New Knesset subcommittee holds a meeting on the factors that caused traffic deaths to go up by nearly 11% in 2010.

Robert Tibayev 311 (photo credit: Ariel Jerozolimski)
Robert Tibayev 311
(photo credit: Ariel Jerozolimski)
The newly formed Knesset subcommittee on road safety held its first meeting Tuesday, with committee chairman MK Robert Tibayev (Kadima) hearing a broad perspective on the factors that caused traffic deaths to go up by nearly 11 percent in 2010.
“We are getting this issue back on track at last,” Tibayev told The Jerusalem Post after the hearing, which included representatives of the Transportation, Education and Public Security ministries, the Israel Police, the National Road Safety Authority and various action groups dedicated to the issue.
“My main goal today was to look into the main causes of traffic accidents,” continued the MK, who pushed for the committee’s establishment after meeting with USborn Bryan Atinsky, whose wife, Efrat, two children, Noam, 5 and Ya’ari, 9 months, and mother-in-law Esther Gamliel, were killed in a road collision last year.
The panel is a subcommittee of the Knesset Economic Affairs Committee.
“In the past there was no one body that brought all the issues together and this is exactly why we needed this committee.

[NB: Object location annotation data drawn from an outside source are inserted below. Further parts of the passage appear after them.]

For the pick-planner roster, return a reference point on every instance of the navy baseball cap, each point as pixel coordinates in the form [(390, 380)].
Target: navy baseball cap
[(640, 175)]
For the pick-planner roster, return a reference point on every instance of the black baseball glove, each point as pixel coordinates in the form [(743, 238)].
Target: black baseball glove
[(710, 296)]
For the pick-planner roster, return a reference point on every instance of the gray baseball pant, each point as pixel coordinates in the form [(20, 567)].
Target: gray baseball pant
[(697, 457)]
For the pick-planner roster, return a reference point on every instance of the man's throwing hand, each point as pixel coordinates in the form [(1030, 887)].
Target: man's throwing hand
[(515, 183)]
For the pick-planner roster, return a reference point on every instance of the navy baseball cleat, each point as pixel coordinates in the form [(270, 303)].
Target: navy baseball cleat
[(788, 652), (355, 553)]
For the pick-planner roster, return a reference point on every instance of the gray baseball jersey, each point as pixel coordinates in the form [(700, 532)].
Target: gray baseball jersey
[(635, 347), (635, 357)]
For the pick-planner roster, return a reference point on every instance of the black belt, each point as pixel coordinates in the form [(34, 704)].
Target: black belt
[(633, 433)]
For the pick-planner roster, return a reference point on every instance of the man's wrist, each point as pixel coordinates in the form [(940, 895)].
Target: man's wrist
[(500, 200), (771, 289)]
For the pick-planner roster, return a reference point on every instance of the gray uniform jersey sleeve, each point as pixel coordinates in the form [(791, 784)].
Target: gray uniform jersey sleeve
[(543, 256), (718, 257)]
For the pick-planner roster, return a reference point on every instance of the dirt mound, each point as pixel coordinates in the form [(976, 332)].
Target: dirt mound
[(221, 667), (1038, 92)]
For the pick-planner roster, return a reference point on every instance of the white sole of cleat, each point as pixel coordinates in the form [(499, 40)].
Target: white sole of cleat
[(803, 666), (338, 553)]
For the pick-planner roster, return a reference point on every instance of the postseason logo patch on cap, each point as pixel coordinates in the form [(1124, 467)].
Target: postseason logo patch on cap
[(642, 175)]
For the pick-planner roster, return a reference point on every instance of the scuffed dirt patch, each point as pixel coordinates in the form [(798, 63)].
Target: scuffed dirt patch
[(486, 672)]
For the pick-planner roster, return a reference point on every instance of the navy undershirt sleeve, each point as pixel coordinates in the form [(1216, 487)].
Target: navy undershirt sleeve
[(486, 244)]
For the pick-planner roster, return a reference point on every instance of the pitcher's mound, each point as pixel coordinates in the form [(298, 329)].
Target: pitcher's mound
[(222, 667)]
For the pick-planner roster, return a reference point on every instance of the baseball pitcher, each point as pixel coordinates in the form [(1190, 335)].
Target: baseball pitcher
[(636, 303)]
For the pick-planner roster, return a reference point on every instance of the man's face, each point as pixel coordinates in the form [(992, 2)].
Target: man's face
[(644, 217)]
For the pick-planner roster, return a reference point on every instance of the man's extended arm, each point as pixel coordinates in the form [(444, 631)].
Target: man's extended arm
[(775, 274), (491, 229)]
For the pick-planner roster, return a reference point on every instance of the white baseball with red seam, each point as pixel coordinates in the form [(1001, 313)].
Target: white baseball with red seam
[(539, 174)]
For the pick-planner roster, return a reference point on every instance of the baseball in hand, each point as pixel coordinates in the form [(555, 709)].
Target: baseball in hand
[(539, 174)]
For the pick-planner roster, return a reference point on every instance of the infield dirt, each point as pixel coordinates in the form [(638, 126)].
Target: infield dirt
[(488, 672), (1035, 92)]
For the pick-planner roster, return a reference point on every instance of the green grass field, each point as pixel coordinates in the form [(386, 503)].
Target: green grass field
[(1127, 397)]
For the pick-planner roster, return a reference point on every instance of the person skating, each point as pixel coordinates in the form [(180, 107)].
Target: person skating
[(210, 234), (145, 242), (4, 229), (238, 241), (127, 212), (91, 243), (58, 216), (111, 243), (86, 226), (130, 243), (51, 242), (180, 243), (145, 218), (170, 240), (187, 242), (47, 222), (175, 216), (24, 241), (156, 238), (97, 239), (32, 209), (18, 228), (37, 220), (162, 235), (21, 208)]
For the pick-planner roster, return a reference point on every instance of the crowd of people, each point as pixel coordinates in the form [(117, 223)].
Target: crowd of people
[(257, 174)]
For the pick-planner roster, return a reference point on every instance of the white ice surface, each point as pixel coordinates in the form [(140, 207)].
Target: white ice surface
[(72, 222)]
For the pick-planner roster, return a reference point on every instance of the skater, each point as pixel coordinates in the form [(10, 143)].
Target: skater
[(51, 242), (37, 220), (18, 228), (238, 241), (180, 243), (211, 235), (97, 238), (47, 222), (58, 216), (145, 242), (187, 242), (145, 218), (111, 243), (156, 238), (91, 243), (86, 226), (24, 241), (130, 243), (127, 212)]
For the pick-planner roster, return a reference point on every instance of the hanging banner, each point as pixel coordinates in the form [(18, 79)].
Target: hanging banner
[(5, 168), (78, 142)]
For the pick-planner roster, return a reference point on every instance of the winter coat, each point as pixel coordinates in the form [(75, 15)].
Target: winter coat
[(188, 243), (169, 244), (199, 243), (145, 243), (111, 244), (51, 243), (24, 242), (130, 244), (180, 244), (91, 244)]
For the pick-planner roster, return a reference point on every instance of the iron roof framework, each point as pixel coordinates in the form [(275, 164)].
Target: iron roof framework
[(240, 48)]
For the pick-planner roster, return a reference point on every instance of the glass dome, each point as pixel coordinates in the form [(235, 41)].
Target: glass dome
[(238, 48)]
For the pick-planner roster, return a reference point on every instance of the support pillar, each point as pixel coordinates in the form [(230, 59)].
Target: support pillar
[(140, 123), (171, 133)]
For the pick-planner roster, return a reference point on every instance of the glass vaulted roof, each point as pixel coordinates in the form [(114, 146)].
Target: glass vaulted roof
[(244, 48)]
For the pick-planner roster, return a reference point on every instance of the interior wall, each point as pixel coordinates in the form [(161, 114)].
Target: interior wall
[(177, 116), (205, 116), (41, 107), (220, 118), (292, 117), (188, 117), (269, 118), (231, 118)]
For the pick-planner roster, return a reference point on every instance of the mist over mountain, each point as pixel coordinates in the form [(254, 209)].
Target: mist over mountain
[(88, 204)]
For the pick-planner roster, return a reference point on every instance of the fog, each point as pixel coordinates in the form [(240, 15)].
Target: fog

We will now work together to examine the problems and figure out how to solve them,” he said.
Conspicuously absent from the meeting was Transportation and Road Safety Minister Yisrael Katz, whose ministry oversees the National Road Safety Authority and other MKs. United Torah Judaism MK Yisrael Eichler was the only other MK to show up.
“You ask what causes traffic accidents,” Rachel Rotem, director of the Department for Road Safety in the Education Ministry, said in the hearing.
“I believe it is a mixture of many things, police prevention, prosecution, education, culture, physical infrastructure and more, but the main problem is that until now there has been no one – no political party, no politician and no mayor – to take up this battle.”
According to annual figures published by road safety organization Or Yarok, which was also represented at the meeting, 388 people were killed on the roads in 2010, compared to 350 in 2009 – an increase of 10.8% percent, despite a commitment by the government to reduce road deaths by 6% annually.
Tuesday’s committee meeting also touched upon the link between budget cuts and road deaths. NGOs working in the field continually point out that the government allocation for encouraging and enforcing road safety on Israel’s roads has dropped from NIS 550 million in 2009 to NIS 306 million in 2010, with resources for the police’s traffic department reduced by nearly half in the past two years.